Now, I got a job offer from an employer and they are not sure about my visa situation and so they are in a hault and they do not how to take me in.

Please if anyone of you have a clue help me out. You can mail me 

Before I end up, I need to ask If someone is on 457 and have applied for the above 189 visa and got a BV withc says NO TRAVEL and if this BV is not active, can the application travel overseas?

Kind regards

Delwar


----------



## Guest (Dec 30, 2013)

You are subject to your 457 until it expires and must keep to its conditions until then. Your bridging visa will not be active until it expires and if your 457 is cancelled before it expires the bridging visa will be cancelled.

You can not travel out of Australia unless you apply for a different bridging visa. 

If the new employer wants you they will need to sponsor a new 457.


----------



## delwar (Dec 30, 2013)

_shel said:


> You are subject to your 457 until it expires and must keep to its conditions until then. Your bridging visa will not be active until it expires and if your 457 is cancelled before it expires the bridging visa will be cancelled.
> 
> You can not travel out of Australia unless you apply for a different bridging visa.
> 
> If the new employer wants you they will need to sponsor a new 457.

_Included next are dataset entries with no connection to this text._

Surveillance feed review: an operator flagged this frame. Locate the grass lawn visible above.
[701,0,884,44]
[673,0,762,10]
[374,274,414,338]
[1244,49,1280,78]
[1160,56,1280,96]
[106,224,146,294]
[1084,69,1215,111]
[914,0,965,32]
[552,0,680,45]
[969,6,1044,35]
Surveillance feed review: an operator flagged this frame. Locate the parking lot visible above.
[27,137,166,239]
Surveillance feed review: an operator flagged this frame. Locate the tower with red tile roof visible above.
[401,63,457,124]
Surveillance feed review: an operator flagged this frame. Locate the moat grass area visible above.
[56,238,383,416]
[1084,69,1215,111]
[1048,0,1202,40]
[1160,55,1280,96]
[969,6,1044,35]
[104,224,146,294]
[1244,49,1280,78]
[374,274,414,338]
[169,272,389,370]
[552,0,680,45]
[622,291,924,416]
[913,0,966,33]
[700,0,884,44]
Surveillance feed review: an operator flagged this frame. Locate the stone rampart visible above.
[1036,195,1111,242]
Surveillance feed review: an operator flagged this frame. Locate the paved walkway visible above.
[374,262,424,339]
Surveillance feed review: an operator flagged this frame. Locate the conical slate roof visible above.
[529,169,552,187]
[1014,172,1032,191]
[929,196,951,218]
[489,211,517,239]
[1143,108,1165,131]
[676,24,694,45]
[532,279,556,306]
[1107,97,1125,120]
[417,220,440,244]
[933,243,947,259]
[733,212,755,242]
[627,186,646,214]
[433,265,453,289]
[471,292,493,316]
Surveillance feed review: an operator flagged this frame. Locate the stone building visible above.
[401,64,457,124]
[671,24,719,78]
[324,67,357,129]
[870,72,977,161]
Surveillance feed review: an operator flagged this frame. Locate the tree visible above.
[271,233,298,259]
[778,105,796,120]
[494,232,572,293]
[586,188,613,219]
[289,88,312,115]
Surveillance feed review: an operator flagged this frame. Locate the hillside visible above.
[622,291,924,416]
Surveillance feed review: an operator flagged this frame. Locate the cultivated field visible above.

Highly appreciated your prompt response.

So the summery is ( If I got it right) for taking the new employment the new employer needs to lodge a new 457!!!

I can travel overseas anytime before my bridging visa NOT ACTIVE !!!

Right?

Thanks


----------



## Guest (Dec 30, 2013)

No, you need to apply for bridging visa b before traveling or your other bridging visa will be cancelled even though its not active! Confusing i know, doesnt make sense to me. 

Yes the employer needs to get a new 457 if they want you. Depending when you applied it may be not much more time to wait for your 189.


----------



## delwar (Dec 30, 2013)

Hello Mate

Applied for 189 on 18th June this year.

BTW, Do I have to notify my CO If I change/ Take new employment and the lodge of new 457?

Regards


----------



## delwar (Dec 30, 2013)

Dear Shel


In reference to my query earlier, I wonder what is the use of the BV!!!

Please let me allow to ask you another questions:

I got 4 years on my current 457 which is to expire on 2016. And also BV with work rights after I lodged my 189 application.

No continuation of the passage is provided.